To be honest, I never thought I would open a Xiaohongshu account (download the app to view all notes) to showcase my prompts and the generation results, but I heard from friends that gaining traffic there is easy. My company also has its own Xiaohongshu account, and with generative AI being popular in the first half of 2023, I decided to jot down my daily prompts on Xiaohongshu as a trial. I started blindly by following social media trends, beginning with the topic of astrology, then moving to anime characters, and creating images I wanted to make, like Kpop idols.

Beginning with the topic of astrology, then moving to anime characters, and then Kpop idols.

Later, I began to share tutorials and prompts, though the increase in followers was modest. It wasn't until the Disney Princess series, featuring familiar princesses like Elsa, Belle, Ariel, Aurora, Cinderella, Jasmine, and Rapunzel, that I really caught traction.

I began to share tutorials and prompts, though the increase in followers was modest.
It wasn't until the Disney Princess series that I really caught traction.

Within three months, my account reached 2,000 followers. I used analytics to explore fan preferences and found myself caught up in the rush of generating content for traffic. The interaction and love from the fans were addictive. However, after being diagnosed with covid and taking a three-week break in mid-2023, I took some time to seriously contemplate the meaning of life. I realized that chasing traffic was just a temporary dopamine rush and didn't bring me real happiness, leading me to pause updates.

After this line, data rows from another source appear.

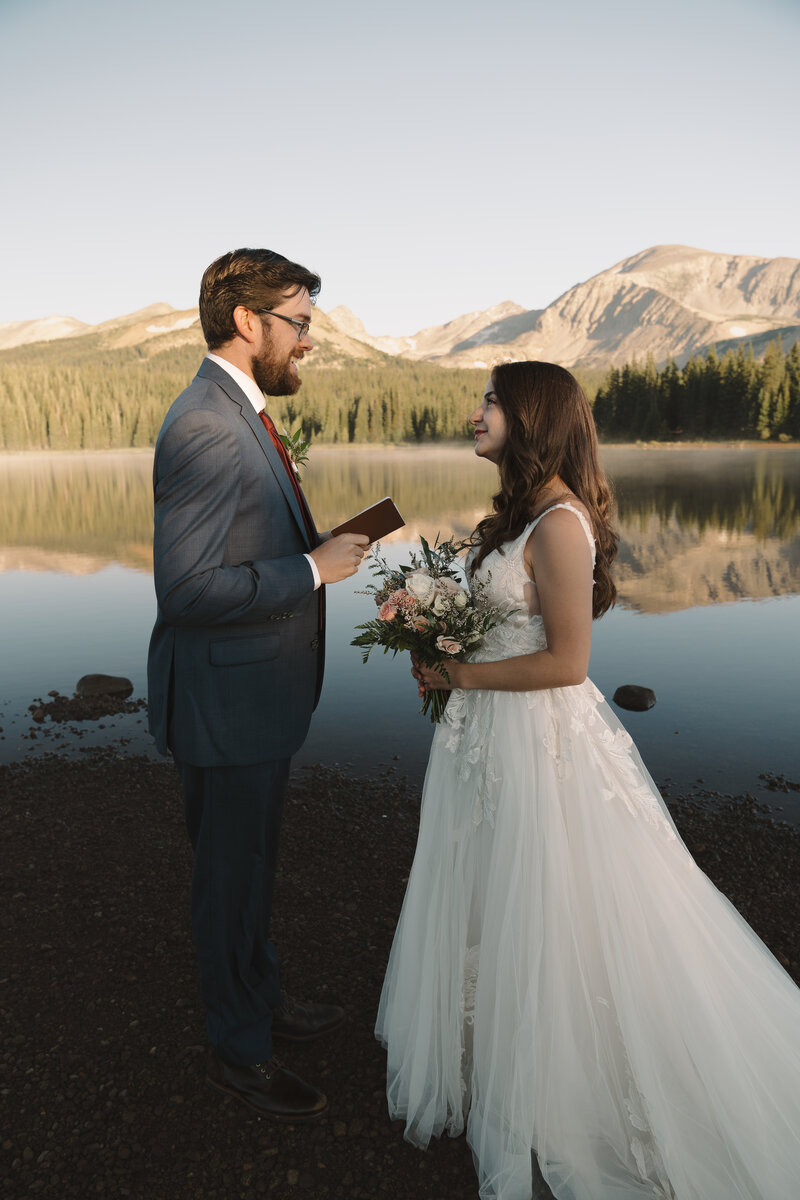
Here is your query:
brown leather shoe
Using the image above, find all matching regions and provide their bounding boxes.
[206,1050,327,1124]
[271,995,344,1042]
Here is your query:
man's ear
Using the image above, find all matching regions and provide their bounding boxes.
[233,304,261,346]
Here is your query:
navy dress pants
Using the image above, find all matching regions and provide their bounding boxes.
[176,758,290,1067]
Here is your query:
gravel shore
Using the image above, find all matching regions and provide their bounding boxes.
[0,750,800,1200]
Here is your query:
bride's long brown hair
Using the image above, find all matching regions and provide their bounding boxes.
[473,362,619,618]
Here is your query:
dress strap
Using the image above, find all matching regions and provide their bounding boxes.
[525,500,596,565]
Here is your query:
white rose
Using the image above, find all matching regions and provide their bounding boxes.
[405,571,435,608]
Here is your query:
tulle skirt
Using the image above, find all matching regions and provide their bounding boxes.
[375,680,800,1200]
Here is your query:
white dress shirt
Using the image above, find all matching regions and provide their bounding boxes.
[206,354,323,592]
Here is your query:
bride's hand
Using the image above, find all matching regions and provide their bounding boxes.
[411,662,458,696]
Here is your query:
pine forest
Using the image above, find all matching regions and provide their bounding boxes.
[0,338,800,450]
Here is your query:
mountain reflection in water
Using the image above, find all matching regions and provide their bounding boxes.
[0,445,800,613]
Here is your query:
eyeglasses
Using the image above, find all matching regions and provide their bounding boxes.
[258,308,311,342]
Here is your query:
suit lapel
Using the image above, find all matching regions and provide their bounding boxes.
[198,359,314,550]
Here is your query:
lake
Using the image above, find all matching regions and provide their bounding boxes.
[0,444,800,821]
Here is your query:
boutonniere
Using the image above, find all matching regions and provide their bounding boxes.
[279,427,311,479]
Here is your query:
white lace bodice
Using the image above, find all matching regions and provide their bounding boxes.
[467,500,595,662]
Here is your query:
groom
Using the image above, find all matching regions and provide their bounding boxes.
[148,250,367,1121]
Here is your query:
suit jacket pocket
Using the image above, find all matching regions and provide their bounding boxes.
[209,634,281,667]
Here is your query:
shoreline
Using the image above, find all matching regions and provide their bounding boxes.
[0,439,800,461]
[0,746,800,1200]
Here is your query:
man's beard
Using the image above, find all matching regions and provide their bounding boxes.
[251,341,302,396]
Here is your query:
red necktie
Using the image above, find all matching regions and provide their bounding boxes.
[258,408,318,547]
[258,408,325,652]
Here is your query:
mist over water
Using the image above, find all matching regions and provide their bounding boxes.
[0,444,800,820]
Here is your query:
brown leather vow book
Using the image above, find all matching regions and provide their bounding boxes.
[331,496,405,541]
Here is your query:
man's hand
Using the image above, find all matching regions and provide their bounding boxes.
[311,533,369,583]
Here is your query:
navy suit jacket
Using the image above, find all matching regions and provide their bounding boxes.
[148,359,324,767]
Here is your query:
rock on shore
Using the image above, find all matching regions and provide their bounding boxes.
[0,750,800,1200]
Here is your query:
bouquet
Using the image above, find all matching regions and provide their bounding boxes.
[350,538,501,721]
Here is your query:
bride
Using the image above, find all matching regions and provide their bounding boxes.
[375,362,800,1200]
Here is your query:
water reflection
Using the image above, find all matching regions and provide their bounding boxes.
[0,446,800,612]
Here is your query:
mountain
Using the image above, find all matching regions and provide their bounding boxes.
[331,246,800,367]
[0,317,91,350]
[10,246,800,368]
[327,300,533,360]
[0,302,385,367]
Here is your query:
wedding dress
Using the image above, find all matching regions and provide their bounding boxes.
[375,503,800,1200]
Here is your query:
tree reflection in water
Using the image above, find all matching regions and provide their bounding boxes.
[0,446,800,612]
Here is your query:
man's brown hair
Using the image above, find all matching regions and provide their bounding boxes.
[200,248,323,350]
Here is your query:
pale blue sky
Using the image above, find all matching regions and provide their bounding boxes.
[0,0,800,334]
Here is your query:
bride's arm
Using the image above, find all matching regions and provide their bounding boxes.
[417,509,593,691]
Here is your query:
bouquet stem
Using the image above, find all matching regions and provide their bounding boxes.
[420,690,450,725]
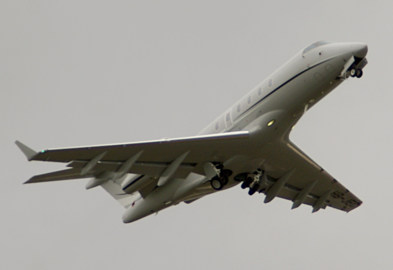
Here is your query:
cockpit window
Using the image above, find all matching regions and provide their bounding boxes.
[303,41,332,54]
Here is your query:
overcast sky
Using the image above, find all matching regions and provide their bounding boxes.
[0,0,393,270]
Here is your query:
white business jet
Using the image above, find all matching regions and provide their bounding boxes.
[16,41,367,223]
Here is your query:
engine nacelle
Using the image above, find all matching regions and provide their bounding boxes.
[121,175,154,194]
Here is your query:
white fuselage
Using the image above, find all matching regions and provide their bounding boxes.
[123,43,367,223]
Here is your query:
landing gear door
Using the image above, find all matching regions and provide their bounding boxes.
[225,110,233,130]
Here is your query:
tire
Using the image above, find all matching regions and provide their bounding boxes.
[248,188,257,196]
[242,177,254,189]
[356,69,363,78]
[248,184,260,196]
[220,176,229,186]
[210,178,224,190]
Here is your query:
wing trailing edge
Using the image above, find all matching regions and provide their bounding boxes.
[15,141,38,161]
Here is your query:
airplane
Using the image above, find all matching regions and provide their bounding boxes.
[15,41,368,223]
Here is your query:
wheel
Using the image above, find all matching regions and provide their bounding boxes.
[220,169,233,178]
[242,177,254,189]
[220,175,228,186]
[210,178,224,190]
[248,188,257,196]
[356,69,363,78]
[248,184,259,196]
[233,173,248,182]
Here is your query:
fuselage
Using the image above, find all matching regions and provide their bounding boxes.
[123,42,367,223]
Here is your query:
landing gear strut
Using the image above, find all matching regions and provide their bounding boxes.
[349,68,363,78]
[241,169,262,196]
[210,164,232,190]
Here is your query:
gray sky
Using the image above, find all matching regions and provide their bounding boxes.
[0,1,393,270]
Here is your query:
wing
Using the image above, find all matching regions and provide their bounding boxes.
[16,131,249,200]
[263,142,362,212]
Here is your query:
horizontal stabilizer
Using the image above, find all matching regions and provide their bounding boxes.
[25,169,91,184]
[15,141,37,161]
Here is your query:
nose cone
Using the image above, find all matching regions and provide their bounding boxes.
[351,43,368,58]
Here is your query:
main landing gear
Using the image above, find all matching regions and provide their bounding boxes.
[235,169,266,196]
[210,164,232,190]
[349,68,363,78]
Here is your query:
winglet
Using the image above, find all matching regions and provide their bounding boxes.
[15,141,38,161]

Still, I'm happy to receive messages and comments from fans who like the images I generated. Frankly speaking, I do not consider myself an artist; I just wanted to share interesting prompts and beautiful images through AI's eyes without owning or profiting from them.

Looking back, I was able to produce 5-6 notes weekly, seeing the progress of the Midjourney database and my own prompt writing structure. Exchanging ideas on prompt writing and community management with Chinese designers was an intriguing experience. I'll continue to explore text-to-image and the rest of gen AI World.